May 30, 2022 By Team YoungWonks *
In today’s time, more than 60% of the data scientists and developers use the Python programming language as a tool for data science and machine learning. The usage of this language is expected to increase in the future. There are a huge number of datasets available. Therefore, looking for datasets over the web is time consuming and tedious. To solve this problem, the pydataset library was introduced. This collates all the available datasets for a user-friendly experience. Having a pydataset library in python was influenced from R programming language which has its in-built rdatasets.
This tutorial provides information on how to access built-in datasets to use it for data analysis and visualization. Using the pydataset library makes it easy to access datasets. It also saves time and allows hassle free experience to perform data analytics and machine learning algorithms. It is a collection of publicly available datasets and has approximately 700 datasets. Pydataset library loads the data as a dataframe structure. Dataframe structure is the arrangement of data in a tabular format. Datasets can be loaded and used with a few lines of code. Now that we have understood the importance of this library, let’s look into how to use this library.
Install Python on your computer. Follow the steps given below to install Python on your system just in case you don’t have it installed.
1. Click on this link https://www.python.org/downloads/
2. Chose an appropriate file to download based on your operation system i.e., Windows, Mac or Linux.
3. Once the latest Python version is downloaded, install Python using the prompts. If you are on Windows, make sure to tick the option “Add Python to path”.
You will also need Jupyter notebook on your computer. This tutorial demonstrates the usage of the library in a Jupyter notebook.
Follow the steps given below in case you don’t have it installed.
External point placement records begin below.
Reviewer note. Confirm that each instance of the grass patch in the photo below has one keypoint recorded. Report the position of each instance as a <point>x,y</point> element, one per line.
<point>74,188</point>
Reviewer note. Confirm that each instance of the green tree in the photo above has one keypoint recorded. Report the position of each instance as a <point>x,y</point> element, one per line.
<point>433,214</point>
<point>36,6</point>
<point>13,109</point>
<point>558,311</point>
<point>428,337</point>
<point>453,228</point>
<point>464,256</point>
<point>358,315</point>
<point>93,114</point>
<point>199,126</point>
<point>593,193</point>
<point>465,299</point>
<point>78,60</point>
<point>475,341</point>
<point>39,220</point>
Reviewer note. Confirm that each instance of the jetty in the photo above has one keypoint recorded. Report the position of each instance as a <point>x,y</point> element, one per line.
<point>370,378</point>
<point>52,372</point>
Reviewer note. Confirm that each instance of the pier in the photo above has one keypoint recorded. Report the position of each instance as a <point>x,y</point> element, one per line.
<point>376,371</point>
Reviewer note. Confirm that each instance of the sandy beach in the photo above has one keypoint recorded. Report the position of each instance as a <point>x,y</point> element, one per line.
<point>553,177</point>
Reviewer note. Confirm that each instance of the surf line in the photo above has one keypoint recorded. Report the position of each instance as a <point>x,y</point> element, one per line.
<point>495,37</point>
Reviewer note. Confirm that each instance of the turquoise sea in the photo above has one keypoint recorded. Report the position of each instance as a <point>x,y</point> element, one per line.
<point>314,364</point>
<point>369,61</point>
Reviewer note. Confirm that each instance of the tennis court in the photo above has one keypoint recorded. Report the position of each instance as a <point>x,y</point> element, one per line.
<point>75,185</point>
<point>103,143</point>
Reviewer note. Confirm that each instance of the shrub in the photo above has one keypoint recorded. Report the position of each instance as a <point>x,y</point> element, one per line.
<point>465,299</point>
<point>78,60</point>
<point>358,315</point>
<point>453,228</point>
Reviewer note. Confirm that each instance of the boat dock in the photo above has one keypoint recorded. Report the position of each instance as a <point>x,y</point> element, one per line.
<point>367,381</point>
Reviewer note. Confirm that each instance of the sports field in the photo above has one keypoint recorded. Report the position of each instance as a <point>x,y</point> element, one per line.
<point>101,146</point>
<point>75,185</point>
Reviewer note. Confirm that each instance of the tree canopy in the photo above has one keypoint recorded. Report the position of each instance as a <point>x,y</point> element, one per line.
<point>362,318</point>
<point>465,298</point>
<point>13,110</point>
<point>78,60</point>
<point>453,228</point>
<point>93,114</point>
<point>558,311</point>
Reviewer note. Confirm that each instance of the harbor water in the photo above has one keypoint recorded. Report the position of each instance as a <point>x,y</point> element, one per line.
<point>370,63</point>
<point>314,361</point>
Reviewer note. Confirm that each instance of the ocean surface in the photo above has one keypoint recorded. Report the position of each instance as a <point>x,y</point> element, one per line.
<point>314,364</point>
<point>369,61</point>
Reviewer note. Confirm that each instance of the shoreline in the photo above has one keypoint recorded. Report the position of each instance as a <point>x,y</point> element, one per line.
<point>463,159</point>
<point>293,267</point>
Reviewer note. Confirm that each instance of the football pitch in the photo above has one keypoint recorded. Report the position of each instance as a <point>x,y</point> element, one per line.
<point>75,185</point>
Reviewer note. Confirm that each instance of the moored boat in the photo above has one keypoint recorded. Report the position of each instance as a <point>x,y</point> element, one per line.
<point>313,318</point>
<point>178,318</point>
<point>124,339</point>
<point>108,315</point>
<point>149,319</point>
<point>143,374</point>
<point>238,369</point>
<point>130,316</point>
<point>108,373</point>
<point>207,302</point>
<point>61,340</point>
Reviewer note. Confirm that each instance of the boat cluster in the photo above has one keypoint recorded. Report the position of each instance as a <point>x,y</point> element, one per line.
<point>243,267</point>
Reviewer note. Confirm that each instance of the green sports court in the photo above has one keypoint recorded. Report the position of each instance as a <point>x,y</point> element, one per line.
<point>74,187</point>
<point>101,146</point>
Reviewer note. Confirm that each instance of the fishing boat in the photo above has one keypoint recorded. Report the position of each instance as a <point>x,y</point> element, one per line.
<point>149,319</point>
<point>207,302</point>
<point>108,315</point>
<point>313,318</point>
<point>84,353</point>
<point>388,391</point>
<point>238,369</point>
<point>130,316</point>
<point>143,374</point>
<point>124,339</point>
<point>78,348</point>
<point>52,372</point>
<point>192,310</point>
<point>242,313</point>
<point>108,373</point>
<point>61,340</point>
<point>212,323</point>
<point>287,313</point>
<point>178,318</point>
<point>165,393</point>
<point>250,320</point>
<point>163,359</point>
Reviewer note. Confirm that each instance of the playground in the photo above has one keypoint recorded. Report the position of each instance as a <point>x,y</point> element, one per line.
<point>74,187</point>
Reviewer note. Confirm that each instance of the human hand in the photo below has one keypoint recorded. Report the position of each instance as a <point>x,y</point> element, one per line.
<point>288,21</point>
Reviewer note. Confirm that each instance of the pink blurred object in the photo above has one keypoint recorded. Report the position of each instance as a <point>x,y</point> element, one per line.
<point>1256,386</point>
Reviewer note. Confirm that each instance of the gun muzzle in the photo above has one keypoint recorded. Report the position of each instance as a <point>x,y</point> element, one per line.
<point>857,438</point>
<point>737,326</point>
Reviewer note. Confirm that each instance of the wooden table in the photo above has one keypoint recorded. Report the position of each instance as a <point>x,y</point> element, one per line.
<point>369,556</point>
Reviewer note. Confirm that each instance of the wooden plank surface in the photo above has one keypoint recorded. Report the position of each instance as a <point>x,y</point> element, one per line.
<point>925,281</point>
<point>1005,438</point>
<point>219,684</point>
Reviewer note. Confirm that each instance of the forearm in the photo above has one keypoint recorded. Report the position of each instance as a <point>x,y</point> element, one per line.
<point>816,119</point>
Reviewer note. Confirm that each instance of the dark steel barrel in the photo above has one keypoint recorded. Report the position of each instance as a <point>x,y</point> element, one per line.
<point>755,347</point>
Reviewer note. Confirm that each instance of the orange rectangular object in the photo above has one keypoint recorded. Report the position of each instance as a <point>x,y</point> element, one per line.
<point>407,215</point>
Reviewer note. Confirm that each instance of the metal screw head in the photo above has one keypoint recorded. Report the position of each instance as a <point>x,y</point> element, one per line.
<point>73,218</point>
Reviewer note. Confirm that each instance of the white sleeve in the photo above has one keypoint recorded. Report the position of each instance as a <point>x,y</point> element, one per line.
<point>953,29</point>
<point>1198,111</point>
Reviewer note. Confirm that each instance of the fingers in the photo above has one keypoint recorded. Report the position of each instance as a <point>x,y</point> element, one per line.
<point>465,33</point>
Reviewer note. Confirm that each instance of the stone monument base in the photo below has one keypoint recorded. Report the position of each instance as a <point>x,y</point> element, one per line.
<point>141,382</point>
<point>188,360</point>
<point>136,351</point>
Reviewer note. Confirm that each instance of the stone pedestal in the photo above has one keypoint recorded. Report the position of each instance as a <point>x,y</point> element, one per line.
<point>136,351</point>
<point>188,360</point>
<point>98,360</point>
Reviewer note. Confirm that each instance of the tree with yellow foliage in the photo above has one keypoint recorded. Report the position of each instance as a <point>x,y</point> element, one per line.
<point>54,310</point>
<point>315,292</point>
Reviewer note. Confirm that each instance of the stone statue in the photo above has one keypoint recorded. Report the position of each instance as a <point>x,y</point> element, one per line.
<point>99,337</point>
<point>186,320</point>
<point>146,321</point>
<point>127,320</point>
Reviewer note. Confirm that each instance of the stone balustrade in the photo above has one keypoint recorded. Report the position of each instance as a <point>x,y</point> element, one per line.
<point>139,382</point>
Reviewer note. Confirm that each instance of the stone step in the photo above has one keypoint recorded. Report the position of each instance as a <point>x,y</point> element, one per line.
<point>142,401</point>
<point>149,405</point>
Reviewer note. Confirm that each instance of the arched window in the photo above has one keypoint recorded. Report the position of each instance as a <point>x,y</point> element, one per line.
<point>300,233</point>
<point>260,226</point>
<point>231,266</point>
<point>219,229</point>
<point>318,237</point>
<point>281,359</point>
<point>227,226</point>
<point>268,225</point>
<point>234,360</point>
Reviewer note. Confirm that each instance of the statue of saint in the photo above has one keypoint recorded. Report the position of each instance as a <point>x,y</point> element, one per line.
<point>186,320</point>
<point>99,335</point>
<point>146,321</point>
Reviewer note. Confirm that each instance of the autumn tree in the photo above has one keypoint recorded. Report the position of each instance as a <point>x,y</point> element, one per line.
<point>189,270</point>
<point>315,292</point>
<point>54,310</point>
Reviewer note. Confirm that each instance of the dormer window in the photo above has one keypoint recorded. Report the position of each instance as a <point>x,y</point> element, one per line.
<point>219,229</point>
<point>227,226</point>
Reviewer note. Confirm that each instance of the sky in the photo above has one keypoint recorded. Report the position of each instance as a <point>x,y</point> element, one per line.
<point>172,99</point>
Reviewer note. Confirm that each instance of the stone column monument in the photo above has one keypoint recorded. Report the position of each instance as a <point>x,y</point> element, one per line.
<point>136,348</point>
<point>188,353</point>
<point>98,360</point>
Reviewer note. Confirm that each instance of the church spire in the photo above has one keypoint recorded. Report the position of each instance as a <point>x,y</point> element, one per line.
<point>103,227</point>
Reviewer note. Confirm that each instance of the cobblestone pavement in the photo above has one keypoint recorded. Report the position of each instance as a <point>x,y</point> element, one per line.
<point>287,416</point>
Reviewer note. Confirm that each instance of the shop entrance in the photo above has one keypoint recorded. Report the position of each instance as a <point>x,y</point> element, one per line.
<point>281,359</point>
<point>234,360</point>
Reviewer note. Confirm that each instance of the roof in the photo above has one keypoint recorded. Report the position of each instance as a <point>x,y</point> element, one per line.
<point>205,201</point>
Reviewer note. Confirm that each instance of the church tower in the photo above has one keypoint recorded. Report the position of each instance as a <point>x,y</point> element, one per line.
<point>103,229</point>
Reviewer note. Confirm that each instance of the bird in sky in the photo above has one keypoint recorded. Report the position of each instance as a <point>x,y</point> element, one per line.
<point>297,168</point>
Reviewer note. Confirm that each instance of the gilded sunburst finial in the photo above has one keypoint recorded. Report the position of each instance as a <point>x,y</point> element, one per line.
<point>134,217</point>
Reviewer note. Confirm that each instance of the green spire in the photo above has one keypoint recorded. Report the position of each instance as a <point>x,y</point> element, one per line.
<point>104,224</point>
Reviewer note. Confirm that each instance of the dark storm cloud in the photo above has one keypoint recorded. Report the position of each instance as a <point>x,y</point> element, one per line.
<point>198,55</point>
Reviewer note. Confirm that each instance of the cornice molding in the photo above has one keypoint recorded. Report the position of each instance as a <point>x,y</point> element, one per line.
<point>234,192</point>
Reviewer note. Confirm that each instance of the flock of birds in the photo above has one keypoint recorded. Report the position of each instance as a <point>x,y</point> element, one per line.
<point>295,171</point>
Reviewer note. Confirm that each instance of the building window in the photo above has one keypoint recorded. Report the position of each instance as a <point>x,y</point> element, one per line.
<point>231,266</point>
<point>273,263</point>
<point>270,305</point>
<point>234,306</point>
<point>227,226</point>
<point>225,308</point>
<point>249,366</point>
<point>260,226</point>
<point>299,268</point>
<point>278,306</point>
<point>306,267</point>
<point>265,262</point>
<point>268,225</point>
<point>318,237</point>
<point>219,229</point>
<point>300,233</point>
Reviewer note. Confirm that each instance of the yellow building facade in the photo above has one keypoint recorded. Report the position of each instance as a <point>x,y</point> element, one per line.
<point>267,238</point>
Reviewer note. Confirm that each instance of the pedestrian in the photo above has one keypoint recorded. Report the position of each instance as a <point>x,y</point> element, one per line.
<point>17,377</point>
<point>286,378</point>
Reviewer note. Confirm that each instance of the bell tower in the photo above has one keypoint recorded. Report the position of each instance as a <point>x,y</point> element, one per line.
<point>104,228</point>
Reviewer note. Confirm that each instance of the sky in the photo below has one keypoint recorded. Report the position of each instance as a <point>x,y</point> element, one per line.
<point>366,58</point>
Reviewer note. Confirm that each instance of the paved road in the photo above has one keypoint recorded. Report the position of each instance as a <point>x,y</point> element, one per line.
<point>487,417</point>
1. If you are using the windows operating system, open command prompt and if you are on a Mac, open the terminal to type in the below command.
2. Type ‘’pip install jupyter’’ to install Jupyter notebook. Once it is installed, successfully installed message will show up.
3. In order to use the notebook, open command prompt or terminal based on your operating system and type ''jupyter notebook''.
Now we have our system environment ready to install and use the pydataset library.
Installing the package
In order to use the free inbuilt datasets available in Python, we need to install the library using the command given below.
If you are using the windows operating system, open command prompt and type the command given below. If you are on a Mac, open the terminal to type in the below command.
Windows: pip install pydataset
Mac: pip3 install pydataset
Don’t forget to try out the code on your computer as you read this blog to get hands-on experience.
Importing the package
To start with, you can use jupyter notebook to work on the basics of data analytics. Jupyter notebook is an interactive web tool which will allow you to view the result of the code inline. There is no dependency on other parts of the code as you can run it cell by cell. For huge datasets, Jupyterlab can be used, which is the latest web based interactive development environment. In Jupyterlab, csv data can be viewed in a much more organized manner as it loads the data in a tabular format just like excel unlike jupyter notebook which loads csv files as text files.
from pydataset import data
Load the list of datasets using pydataset
1. All available datasets are loaded by calling an in-built function of the module. This displays all the datasets available in this library. It returns a dataframe containing the dataset id and title.
2. To view the names of the first few datasets from the package, use the code given below.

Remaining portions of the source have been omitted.